However, senior Azerbaijani diplomats once again say that these claims are unfounded: on the contrary, Baku believes that it is more realistic that a peace treaty with Yerevan will be signed soon.
Following the meeting with his Russian counterpart Sergei Lavrov in Tehran yesterday, Foreign Minister of Azerbaijan Jeyhun Bayramov said that “there are real chances for the conclusion of a peace treaty between Azerbaijan and Armenia within a short period of time.”
In this context, the major US publication Politico notes that the proposed peace agreement would end more than 30 years of conflict that has dragged in the United States, the European Union and Russia.
Speaking to Politico, Hikmet Hajiyev, the foreign policy aide to the President of Azerbaijan, said Baku had no plans to seize Zangezur. The project, he said, “has lost its attractiveness for us — we can do this with Iran instead. Our agenda was only about building transport linkages and connectivity through the framework of bilateral engagement. If this is the case, yes, but if not then OK. It’s still on the table but it will require from the Armenian side to show they’re really interested in that.”
Politico recalls that earlier this month, as part of an agreement with Tehran, Azerbaijan broke ground on a new road link via the neighboring country. However, there are hopes that a transport link could be revived as part of progress on the peace treaty, but without “extraterritorial” concessions that would allow Azerbaijan to bypass Armenian border control.

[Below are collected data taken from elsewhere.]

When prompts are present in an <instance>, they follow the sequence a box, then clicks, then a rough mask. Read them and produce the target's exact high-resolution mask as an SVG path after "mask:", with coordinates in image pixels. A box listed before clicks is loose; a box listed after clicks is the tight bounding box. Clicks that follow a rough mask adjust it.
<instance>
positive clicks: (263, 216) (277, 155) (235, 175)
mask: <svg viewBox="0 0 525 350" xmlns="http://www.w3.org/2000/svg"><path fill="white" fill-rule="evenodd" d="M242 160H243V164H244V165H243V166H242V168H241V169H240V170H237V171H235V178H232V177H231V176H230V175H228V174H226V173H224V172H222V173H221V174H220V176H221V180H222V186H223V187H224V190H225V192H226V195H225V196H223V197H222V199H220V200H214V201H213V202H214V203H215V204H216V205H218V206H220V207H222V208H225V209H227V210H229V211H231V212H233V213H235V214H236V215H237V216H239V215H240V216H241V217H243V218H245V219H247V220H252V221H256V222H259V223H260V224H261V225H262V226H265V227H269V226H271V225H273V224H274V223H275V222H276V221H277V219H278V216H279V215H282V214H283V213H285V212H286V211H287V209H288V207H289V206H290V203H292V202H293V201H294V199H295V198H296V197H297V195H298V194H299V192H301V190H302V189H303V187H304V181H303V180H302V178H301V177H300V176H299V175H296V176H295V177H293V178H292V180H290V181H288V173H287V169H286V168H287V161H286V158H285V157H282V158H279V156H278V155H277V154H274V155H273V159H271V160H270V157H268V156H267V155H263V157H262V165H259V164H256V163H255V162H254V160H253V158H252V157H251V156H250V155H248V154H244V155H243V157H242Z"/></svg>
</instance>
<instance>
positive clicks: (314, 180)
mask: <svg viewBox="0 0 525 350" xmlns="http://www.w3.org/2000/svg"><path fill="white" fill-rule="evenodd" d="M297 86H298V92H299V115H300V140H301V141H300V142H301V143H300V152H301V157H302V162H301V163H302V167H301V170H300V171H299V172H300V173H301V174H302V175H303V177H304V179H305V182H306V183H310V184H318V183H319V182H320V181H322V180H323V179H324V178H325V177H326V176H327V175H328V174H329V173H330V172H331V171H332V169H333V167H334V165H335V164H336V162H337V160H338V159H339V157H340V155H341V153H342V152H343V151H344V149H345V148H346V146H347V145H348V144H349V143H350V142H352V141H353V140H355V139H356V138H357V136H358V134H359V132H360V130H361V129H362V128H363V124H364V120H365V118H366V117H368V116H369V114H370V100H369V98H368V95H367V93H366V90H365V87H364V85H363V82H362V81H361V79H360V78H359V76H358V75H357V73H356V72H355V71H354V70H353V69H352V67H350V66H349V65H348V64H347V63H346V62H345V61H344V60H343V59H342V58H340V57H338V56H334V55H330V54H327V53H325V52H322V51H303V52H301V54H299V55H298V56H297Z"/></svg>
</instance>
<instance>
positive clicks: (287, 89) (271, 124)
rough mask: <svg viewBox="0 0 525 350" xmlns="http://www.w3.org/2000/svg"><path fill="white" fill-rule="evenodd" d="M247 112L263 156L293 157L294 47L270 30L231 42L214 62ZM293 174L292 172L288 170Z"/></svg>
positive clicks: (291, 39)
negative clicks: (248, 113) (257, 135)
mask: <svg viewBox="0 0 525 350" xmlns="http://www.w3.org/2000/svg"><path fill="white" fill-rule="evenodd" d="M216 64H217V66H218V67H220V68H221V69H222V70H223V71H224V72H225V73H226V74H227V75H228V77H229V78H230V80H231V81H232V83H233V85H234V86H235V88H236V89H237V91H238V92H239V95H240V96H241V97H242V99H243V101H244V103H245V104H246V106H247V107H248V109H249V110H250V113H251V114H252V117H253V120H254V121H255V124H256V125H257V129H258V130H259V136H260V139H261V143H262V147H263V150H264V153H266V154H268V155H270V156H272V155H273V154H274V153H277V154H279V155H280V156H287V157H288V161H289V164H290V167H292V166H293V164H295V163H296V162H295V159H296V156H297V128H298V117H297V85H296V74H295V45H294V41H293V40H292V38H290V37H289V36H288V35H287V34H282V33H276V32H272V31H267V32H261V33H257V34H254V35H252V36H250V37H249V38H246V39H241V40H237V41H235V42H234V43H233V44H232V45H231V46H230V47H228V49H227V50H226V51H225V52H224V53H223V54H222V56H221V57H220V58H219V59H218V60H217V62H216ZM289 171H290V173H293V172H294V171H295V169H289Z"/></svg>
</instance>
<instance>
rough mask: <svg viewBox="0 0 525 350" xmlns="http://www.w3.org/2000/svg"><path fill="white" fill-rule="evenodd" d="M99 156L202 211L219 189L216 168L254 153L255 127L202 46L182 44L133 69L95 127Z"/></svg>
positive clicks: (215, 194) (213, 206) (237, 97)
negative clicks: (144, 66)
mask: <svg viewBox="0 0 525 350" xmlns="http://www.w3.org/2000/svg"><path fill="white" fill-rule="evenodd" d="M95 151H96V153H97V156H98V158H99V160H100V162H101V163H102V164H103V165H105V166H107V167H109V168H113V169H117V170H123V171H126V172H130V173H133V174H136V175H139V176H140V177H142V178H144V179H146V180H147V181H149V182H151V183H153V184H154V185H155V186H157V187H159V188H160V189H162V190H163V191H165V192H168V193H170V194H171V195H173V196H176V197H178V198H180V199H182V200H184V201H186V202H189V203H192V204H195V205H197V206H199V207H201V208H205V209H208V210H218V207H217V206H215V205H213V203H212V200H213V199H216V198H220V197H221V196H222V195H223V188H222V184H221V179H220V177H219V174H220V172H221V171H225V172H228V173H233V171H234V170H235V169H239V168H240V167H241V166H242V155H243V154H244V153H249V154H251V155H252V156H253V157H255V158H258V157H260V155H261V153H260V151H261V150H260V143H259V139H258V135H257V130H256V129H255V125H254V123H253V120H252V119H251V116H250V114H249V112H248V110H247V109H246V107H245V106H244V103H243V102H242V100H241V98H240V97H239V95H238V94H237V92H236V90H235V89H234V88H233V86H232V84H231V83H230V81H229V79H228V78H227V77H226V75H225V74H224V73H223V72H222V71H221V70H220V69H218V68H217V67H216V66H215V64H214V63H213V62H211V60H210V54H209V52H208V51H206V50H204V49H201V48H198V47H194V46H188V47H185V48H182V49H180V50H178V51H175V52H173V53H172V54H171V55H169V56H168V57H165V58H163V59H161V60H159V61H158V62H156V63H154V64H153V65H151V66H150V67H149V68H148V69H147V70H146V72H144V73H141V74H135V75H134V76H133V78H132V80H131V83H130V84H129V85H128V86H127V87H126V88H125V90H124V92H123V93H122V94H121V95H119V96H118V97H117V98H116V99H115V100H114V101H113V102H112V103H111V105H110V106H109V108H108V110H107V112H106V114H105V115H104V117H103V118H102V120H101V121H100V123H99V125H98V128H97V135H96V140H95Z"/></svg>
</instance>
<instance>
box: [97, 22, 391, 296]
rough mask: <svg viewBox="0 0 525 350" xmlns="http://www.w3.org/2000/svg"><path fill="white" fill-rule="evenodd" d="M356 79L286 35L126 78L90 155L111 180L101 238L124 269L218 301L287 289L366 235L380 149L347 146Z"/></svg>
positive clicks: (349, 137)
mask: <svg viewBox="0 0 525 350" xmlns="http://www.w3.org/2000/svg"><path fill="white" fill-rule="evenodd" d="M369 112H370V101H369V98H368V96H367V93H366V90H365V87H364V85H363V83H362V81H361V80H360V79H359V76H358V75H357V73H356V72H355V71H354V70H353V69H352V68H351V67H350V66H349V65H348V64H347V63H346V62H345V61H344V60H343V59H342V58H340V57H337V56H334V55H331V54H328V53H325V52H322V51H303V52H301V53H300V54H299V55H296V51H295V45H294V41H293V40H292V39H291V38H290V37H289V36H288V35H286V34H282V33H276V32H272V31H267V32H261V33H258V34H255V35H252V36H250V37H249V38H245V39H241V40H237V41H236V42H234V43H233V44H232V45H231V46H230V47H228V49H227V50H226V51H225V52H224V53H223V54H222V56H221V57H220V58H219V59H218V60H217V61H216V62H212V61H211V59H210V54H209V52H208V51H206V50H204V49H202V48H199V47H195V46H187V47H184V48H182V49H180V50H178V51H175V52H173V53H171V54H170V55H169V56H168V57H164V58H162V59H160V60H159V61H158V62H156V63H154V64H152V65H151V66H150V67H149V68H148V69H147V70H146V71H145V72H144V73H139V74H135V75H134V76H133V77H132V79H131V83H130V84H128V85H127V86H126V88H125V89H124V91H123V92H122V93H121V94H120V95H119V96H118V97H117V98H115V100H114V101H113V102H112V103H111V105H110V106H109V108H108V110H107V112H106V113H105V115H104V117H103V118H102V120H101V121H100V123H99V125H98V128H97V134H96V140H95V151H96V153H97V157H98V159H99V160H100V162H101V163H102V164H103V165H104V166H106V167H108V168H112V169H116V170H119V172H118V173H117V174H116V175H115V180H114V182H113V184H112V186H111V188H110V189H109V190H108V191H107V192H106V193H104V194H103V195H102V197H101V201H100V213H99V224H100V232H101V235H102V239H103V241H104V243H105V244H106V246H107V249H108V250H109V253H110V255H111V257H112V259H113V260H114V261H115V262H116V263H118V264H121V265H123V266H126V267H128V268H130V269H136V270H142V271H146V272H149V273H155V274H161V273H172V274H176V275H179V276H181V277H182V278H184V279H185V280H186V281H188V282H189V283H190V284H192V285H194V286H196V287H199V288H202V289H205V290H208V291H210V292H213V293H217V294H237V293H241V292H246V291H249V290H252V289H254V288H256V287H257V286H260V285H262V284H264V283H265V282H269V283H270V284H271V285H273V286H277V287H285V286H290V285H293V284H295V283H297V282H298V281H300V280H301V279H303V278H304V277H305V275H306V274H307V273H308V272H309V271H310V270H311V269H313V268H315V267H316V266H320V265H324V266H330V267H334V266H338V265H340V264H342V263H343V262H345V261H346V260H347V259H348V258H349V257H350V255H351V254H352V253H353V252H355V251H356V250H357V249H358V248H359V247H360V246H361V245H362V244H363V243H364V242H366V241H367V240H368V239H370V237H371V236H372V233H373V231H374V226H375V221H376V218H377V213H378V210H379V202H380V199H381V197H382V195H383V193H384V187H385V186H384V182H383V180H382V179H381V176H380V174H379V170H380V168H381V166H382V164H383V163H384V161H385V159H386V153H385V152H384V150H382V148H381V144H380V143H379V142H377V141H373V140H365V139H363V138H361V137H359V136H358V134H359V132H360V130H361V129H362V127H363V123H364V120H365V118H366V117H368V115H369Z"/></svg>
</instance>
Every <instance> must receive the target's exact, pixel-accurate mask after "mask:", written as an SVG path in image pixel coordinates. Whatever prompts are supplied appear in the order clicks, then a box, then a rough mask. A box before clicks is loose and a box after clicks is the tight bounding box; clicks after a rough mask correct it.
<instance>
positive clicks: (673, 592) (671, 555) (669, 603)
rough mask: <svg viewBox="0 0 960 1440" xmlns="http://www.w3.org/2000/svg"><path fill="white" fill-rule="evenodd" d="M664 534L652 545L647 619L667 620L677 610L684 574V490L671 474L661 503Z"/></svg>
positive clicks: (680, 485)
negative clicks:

The EU’s role as a mediator in the conflict now appears to be under threat, the publication points out. The Azerbaijan-Armenia talks in Brussels that had been scheduled for the end of this month were postponed indefinitely after the meeting of foreign ministers in the 3+3 format in Tehran. A senior EU official who was granted anonymity insisted, however, that the EU is not losing its influence, but that “things are simply taking longer to organize”.